Suze Orman recently penned a column detailing the inequities between heterosexual couples and same-sex couples when it comes to federal benefits. Inequities that, hopefully, will be corrected when the Supreme Court hears cases related to DOMA this spring.
Speaking on her own relationship with her partner, Kathy Travis, Orman writes:
If the federal government recognized same-sex marriage, then when one of us dies our assets would seamlessly transfer free of tax to the survivor. That's a basic right that every heterosexual married couple has.
But because there is no federal recognition of same-sex marriage, if I die first, or vice versa, before either of us can inherit what is now jointly our assets, there would be a federal estate tax bill that one of us would currently have to pay. Again, to be clear: If we were a heterosexual married couple, there would be no estate tax regardless of the size of the estate or who died first.
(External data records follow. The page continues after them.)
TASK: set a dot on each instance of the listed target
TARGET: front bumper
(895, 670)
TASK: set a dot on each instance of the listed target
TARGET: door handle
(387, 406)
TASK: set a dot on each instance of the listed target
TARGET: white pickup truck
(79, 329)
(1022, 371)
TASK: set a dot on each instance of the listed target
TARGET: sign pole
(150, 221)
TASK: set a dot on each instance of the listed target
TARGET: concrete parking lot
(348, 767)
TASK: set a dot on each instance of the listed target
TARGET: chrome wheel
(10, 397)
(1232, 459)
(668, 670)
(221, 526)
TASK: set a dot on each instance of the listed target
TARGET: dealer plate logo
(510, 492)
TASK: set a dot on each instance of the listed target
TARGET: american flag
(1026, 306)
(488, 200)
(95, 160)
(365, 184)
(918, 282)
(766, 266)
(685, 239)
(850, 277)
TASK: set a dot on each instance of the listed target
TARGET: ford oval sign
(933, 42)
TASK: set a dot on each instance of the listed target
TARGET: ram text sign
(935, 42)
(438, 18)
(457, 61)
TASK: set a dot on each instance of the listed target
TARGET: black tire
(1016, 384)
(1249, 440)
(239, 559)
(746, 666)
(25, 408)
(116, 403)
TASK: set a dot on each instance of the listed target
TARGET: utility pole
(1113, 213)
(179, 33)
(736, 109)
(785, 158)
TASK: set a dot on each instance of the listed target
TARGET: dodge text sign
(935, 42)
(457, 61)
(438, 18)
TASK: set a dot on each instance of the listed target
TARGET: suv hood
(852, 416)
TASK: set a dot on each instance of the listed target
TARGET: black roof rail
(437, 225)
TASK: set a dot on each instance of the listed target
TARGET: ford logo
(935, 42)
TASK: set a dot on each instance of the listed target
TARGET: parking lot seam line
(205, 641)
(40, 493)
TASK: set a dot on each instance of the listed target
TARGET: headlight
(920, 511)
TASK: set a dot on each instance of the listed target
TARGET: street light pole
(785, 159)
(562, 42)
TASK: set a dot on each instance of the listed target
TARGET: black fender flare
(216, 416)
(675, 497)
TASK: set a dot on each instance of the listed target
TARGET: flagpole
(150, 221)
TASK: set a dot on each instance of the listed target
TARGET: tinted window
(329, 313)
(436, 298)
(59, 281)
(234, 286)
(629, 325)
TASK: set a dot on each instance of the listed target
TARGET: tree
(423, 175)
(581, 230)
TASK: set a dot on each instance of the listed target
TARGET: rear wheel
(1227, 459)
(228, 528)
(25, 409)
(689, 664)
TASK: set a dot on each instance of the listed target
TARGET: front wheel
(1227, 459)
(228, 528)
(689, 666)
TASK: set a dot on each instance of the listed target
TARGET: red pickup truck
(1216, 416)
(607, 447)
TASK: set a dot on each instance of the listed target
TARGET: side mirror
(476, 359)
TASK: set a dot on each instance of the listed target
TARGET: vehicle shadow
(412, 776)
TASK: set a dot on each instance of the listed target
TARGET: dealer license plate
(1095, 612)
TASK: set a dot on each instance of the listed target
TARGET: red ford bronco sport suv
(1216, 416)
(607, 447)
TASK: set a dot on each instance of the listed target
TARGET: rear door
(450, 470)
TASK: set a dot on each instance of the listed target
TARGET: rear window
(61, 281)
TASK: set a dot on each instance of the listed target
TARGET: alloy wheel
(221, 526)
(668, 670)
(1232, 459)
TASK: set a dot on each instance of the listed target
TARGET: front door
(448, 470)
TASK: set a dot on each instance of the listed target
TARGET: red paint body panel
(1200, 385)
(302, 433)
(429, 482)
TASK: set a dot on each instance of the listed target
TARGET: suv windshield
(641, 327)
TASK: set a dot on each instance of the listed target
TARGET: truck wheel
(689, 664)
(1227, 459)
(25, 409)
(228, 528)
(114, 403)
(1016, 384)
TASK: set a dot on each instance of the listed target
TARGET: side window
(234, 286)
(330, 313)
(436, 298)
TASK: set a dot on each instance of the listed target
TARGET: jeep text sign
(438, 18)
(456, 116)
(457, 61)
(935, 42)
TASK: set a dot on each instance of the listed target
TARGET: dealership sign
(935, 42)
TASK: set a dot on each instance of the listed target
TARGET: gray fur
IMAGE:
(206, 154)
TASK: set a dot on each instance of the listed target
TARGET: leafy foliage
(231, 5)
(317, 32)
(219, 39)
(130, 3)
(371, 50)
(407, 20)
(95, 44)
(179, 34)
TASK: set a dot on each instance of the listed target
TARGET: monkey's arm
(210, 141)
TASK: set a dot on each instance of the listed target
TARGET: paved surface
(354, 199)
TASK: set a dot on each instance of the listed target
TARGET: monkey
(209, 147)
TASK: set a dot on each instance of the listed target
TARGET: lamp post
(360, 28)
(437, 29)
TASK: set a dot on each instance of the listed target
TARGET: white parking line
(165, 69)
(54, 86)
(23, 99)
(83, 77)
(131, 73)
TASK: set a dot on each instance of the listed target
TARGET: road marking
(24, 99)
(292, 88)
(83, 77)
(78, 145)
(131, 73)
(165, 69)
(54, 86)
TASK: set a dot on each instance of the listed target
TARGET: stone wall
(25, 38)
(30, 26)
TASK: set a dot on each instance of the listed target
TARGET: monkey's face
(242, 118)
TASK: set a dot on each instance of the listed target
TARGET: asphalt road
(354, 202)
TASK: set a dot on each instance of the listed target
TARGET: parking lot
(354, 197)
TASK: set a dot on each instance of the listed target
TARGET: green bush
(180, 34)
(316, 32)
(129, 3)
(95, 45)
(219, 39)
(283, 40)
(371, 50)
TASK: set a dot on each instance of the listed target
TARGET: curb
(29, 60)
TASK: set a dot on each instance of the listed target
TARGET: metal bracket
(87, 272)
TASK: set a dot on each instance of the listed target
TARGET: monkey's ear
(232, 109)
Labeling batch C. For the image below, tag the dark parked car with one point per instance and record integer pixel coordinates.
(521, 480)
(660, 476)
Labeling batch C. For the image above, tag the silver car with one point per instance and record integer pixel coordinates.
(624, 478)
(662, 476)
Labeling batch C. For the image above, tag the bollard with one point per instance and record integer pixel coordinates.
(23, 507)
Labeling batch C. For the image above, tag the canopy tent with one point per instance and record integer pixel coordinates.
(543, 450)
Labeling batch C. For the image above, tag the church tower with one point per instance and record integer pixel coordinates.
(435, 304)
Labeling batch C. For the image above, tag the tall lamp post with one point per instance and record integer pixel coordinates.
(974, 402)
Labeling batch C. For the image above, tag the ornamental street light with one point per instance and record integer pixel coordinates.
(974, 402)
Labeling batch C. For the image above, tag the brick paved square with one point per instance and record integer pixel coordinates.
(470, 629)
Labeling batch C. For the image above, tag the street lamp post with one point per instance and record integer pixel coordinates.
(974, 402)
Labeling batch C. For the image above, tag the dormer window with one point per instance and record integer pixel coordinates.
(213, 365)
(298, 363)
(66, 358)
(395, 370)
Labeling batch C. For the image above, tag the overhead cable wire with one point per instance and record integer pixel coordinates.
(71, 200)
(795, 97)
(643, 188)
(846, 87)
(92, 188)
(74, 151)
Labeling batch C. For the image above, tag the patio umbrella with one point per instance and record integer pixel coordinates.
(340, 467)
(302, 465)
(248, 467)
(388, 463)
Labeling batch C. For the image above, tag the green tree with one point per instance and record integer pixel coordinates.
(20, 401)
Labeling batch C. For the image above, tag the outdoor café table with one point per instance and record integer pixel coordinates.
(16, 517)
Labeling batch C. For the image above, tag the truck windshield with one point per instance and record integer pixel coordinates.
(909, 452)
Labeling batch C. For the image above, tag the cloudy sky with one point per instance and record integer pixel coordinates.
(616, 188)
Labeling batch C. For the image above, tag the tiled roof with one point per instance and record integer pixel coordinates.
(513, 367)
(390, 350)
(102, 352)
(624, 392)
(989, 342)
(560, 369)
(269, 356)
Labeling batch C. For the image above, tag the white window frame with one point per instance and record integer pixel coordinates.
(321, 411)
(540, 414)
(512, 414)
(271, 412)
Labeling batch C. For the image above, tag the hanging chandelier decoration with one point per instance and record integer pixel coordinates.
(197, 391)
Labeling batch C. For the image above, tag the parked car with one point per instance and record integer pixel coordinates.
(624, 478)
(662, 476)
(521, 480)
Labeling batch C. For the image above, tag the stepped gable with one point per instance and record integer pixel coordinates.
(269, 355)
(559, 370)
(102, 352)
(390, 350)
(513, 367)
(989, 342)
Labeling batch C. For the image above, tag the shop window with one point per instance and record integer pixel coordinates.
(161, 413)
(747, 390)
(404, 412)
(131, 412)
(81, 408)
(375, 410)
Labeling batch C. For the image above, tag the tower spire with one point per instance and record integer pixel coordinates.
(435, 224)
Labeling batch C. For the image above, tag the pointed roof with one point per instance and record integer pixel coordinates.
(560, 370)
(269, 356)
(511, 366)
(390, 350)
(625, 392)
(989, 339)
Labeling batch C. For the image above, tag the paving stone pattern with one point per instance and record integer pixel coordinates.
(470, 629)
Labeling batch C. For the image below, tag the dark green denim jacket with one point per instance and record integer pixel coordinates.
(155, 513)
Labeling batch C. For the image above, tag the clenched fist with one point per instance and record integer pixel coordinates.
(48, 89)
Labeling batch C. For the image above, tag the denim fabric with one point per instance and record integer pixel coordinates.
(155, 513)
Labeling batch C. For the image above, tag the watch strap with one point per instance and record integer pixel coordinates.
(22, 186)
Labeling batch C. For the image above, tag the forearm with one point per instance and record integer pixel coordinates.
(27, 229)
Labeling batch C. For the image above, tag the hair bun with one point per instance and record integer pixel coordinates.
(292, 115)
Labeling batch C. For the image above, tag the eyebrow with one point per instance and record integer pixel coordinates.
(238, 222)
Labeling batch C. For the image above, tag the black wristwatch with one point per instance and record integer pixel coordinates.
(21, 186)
Orman goes on to detail other issues, specifically with Social Security:
Married heterosexual couples can maximize their Social Security retirement benefits by taking advantage of the highest-earner's benefit. When both spouses are alive, the lower earner can opt to collect a monthly benefit check that is equal to 50% of his or her spouse's benefit. For many married couples, that 50% spousal benefit is often much higher than what the lower-wage-earning spouse could collect based on his or her own earnings record. Most important, when the high earner dies, the surviving spouse is allowed to collect 100% of the deceased's higher benefit.
Because same-sex marriages aren't recognized on the federal level, gay and lesbian couples are not eligible for Social Security spousal benefits. The lower earner cannot claim any benefits based on the higher earner's benefit. A heterosexual couple married for just a few months is able to collect a federal benefit that same-sex couples who have been together for decades can't.
And finally, on health insurance, Orman details that the current regulations are costing same-sex couples nearly $200 million in additional costs and employers nearly $60 million.
Health insurance is another area of severe federal financial discrimination against gay couples. I am so glad to see more employers extending health insurance benefits to same-sex partners. But because same-sex couples are not considered legally married under the eyes of the federal government, the dollar value of the health coverage is considered taxable income.
A 2007 study estimated that this gay health insurance penalty costs same-sex couples an aggregate $178 million ($1,069 per household), while employers paid an additional $57 million in payroll tax on that taxable income. No heterosexual married couple or their employers pay that penalty.